Del maletero, alguien tomó una jaula, dentro se movía nervioso un hurón.
Acerqué la mano y noté el contacto de su hocico en mis dedos.
- Sabe que va a cazar, me dijo el tío Rafael, indicando con un gesto que agarrara la jaula.
La abrió y el ondulante bicho se pegó a mis piernas, lo tomé en brazos y acerqué mi cara a su pelaje. Me invadió su olor agreste y casi salvaje.
Rufo, así se llamaba, se subió a mi hombro, casi recostándose. Me sentí feliz por un instante.
Mi padre, abrió el maletín sobre el capó del coche, me llamó y con un; es tuya, me mostró la escopeta.
Era una Bonelli, cal 16 de cañones yuxtapuestos.
Con un simple.
- Gracias.
La monté y la mostré a todos, algunos me saludaron con un gesto de cabeza y mi padre me dio una colleja, aunque esta vez fue un gesto cariñoso y suave.
Me alargó una canana y una caja de cartuchos. Los fui colocando metódicamente en los huecos, reservé dos para la escopeta.
Tío Rafael, montando la suya, dijo en voz alta.
- Vamos p'allá.
Alguien abatió la cancela y caminamos hacia los palmitos que llenaban aquel desconocido campo.
Rufo, se aferraba a mi cuello, clavando sus uñas en mi piel.
No hice ningún gesto de dolor, era mi forma de demostrar mi hombría.
Caminamos un rato y al poco apareció la conejera.
No era más que una pequeña elevación, con 8 ó 10 entradas alrededor.
Mi padre, me dijo que me sentara en medio, con el sol a la espalda y comenzaron a taponar las entradas de la madriguera.
Luego me quitaron a Rufo y lo introdujeron por la boca opuesta a la que yo vigilaba.
- Niño, dispara a todo lo que salga.
- Buena caza.
- Ánimo, chaval.
Estas eran las frases que oí mientras el nerviosismo me agitaba la barriga.
Sólo mi padre guardo silencio.
Nada más Rufo entrar en la conejera, se empezó a oír la pelea.
- Atento, Rafa. Fue la frase que oí.
Levante el arma la encaré y esperé.
De repente, un bulto de pelaje erizado, salió del agujero.

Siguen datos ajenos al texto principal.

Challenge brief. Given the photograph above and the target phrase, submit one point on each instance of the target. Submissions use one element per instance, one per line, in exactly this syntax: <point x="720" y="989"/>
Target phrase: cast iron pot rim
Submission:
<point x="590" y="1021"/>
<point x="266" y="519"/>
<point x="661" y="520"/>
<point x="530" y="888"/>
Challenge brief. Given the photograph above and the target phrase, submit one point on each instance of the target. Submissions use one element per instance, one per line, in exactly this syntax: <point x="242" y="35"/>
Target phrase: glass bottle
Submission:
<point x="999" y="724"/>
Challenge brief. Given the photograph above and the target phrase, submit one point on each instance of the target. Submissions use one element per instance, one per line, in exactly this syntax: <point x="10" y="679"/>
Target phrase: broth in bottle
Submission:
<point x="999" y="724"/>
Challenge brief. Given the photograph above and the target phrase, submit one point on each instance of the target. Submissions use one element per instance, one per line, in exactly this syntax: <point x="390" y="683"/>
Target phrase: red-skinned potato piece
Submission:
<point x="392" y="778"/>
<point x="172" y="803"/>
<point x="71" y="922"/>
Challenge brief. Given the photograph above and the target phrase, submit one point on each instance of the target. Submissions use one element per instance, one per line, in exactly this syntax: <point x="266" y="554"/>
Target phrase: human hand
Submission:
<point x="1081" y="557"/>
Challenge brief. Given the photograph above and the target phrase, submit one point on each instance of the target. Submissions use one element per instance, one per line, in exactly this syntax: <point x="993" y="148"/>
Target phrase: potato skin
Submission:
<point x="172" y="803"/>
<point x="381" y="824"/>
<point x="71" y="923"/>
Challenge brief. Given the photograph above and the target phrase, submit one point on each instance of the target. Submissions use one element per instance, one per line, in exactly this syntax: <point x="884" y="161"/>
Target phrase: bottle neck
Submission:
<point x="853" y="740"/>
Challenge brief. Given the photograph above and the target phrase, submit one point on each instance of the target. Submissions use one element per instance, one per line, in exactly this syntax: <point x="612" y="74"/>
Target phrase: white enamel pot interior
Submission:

Un tiro, y el animal se detuvo dando volteretas.
Silencio.
- Es el hurón, dijeron.
Amagué para levantarme, pero mi padre dijo.
- Quédate quieto, esto no ha acabado.
Un par de interminables minutos después, la cabeza de una enorme víbora, asomó por el mismo agujero.
Miré a mi padre y este asintió con la cabeza.
Levanté la escopeta y con un gesto de rabia apreté el gatillo por segunda vez.
Recuerdo a Manuel, que tiraba del cuerpo de la "bicha", metro y medio de escamas y músculos. La serpiente estaba gorda, demasiado.
La abrieron en canal y dentro, como si fuera un huevo sorpresa, un conejo adulto y tres gazapos.
Luego me acerqué a Rufo y lo miré un rato. Sentí la pesada mano de mi padre sobre el hombro.
- Vamos, me dijo, buena puntería.
Nos dijimos, como se dice, a la desconcierta por ese campo, al que alguien llamó el palmar.
Abrí la escopeta y saltaron al aire los cartuchos vacíos, repuse otros dos en la escopeta y seguí al grupo.
Atrás quedaron Rufo, los conejos y la víbora, como alimento de los carroñeros.
- Las alimañas también comen, comentó alguien delante de mí.